My home by the White Lotus temple is small and modest. One room, a small alcove for a fire and food, and beyond that, it is all I've needed. There is no door, and so to see Lord Liu Kang stand at the threshold as I sip on this tea was most welcome.
It meant something important was about to happen.
Something I had waited fifty years for.
"The Great Kung Lao." He greeted me.
"Lord Liu Kang." As I had greeted him many times before.
"May I enter?" He was always welcome, but always asked.
"I was only meditating." He sat as I spoke to him and offered a tea, which he accepted kindly.
"The ship will arrive in Hong Kong in seven days. Have you prepared for your battle with Goro?"
"Your faith in me is strong to think I will reach Goro, Kitana's Shokan Prince."
"You defeated Shang Tsung, I have every reason to trust you will defeat Goro."
There was something in his voice that told me otherwise. I liked that something, I believed in it more than what he told me.
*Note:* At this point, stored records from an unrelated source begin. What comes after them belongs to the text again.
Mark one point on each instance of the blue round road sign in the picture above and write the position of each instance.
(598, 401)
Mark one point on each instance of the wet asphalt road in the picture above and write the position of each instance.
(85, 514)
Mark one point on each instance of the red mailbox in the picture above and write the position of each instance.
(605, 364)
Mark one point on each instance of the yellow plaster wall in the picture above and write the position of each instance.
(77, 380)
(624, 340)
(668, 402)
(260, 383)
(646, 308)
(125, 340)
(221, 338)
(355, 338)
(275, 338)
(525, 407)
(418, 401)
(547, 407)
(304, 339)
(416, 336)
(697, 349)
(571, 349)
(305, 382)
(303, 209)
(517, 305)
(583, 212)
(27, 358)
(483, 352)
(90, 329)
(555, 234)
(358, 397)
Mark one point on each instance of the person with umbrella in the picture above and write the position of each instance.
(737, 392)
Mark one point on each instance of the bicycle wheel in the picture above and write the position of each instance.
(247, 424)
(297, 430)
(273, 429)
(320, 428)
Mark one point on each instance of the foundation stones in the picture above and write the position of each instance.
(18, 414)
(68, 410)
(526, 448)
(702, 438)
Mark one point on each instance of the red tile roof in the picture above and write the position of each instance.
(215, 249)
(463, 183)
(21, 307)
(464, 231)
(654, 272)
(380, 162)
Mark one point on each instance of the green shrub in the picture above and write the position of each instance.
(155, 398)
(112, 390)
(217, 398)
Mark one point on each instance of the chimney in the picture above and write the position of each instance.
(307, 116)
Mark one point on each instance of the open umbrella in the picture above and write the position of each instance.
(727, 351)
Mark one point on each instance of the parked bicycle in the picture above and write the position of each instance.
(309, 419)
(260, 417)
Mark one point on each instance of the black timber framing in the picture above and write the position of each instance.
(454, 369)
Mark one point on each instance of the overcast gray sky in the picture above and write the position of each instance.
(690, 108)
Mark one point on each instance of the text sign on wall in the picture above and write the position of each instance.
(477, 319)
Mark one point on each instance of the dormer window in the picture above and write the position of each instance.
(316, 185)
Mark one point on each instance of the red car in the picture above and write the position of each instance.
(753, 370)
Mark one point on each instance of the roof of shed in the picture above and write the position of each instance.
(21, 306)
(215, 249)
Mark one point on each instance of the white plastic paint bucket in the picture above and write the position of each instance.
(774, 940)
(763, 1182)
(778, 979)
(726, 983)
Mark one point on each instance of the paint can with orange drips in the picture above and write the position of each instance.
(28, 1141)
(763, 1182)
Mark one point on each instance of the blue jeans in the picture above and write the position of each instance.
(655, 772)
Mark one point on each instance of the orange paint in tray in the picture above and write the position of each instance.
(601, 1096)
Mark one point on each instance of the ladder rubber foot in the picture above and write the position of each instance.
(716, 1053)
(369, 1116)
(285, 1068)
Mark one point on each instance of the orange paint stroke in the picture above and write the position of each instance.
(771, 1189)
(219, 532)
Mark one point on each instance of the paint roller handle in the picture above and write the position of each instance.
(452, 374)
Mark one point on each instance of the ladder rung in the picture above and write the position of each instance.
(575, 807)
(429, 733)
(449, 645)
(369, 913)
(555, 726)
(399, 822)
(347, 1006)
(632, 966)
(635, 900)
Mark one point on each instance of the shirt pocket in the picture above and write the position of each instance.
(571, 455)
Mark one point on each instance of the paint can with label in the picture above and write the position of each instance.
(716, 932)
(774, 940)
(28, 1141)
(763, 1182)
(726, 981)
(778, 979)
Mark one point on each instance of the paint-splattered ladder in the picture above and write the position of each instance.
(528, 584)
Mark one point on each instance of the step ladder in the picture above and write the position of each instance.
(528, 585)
"You are trying to stack the tournament, Lord Liu Kang?" There was little reason to hide the truth, so I prodded. He had come later than anticipated. I would have been in Outworld by now had it been the last tournament.
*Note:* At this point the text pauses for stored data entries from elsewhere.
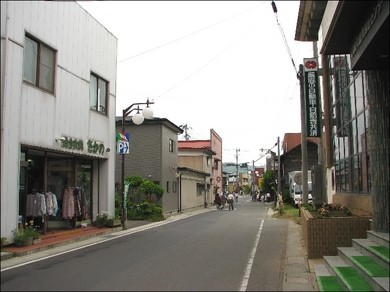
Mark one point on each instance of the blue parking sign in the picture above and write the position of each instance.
(123, 147)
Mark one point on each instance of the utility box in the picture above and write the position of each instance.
(317, 185)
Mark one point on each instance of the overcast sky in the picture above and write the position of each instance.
(219, 65)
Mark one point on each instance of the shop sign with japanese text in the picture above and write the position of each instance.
(312, 97)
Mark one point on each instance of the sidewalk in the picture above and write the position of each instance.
(299, 272)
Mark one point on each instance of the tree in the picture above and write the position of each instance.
(269, 182)
(149, 188)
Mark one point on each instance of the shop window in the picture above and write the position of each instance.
(167, 189)
(98, 94)
(199, 189)
(171, 146)
(39, 64)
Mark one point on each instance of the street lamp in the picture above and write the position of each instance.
(138, 119)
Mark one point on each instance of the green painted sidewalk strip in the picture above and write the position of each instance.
(370, 266)
(328, 283)
(381, 251)
(352, 279)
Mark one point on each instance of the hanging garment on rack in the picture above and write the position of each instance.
(30, 205)
(81, 211)
(35, 205)
(68, 204)
(51, 204)
(41, 204)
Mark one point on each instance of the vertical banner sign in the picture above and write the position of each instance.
(342, 95)
(312, 97)
(122, 143)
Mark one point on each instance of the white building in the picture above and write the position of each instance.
(58, 98)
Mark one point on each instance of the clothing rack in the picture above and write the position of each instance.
(74, 205)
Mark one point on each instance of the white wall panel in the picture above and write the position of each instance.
(35, 117)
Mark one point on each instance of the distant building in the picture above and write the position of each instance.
(153, 155)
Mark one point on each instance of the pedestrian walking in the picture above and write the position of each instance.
(236, 197)
(217, 201)
(223, 200)
(230, 200)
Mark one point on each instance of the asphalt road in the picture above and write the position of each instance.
(220, 250)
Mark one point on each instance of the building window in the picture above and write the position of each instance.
(216, 164)
(171, 146)
(167, 187)
(348, 95)
(38, 64)
(199, 189)
(98, 94)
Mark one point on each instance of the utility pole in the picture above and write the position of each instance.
(303, 137)
(237, 177)
(279, 182)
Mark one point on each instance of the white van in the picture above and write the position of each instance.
(297, 193)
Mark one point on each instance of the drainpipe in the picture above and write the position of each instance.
(3, 78)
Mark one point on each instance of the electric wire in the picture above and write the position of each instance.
(185, 36)
(283, 35)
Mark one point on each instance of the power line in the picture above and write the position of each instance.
(184, 37)
(283, 36)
"I have asked Raiden to enter with you."
"Raiden? He is a good fighter, perhaps he will defeat Goro." Raiden was a far better fighter than myself. He was trained by some unknown master long ago and has always had this innate ability in him that I could never match. He had history in his bones, and his combat showed.
"If one of you cannot, I trust the other will." There it was. He knew something about this tournament that I did not. Did it mean more to him to win this time than when I had defeated Shang Tsung?
"Are you that apt to defeat your former lover?"
There was a bit of ire brought out of him, but he played it calmly. "Kitana is not my concern. The victory of Mortal Kombat is. It is better to maintain Earthrealm's protections than to let it slip and allow a beast like Goro to go unchecked."
"When do we leave?" It was futile to fight it. Though the meaning behind the tournament was lost, just as the meaning behind my own life, the closer I was to that tournament, the closer I'd be to death.
"Now. Raiden is waiting for us in Hong Kong."
"May the Elder Gods be with us then, Lord Liu Kang."
All the while, I could only think with such apathy: We live in a universe, and the universe lives within us.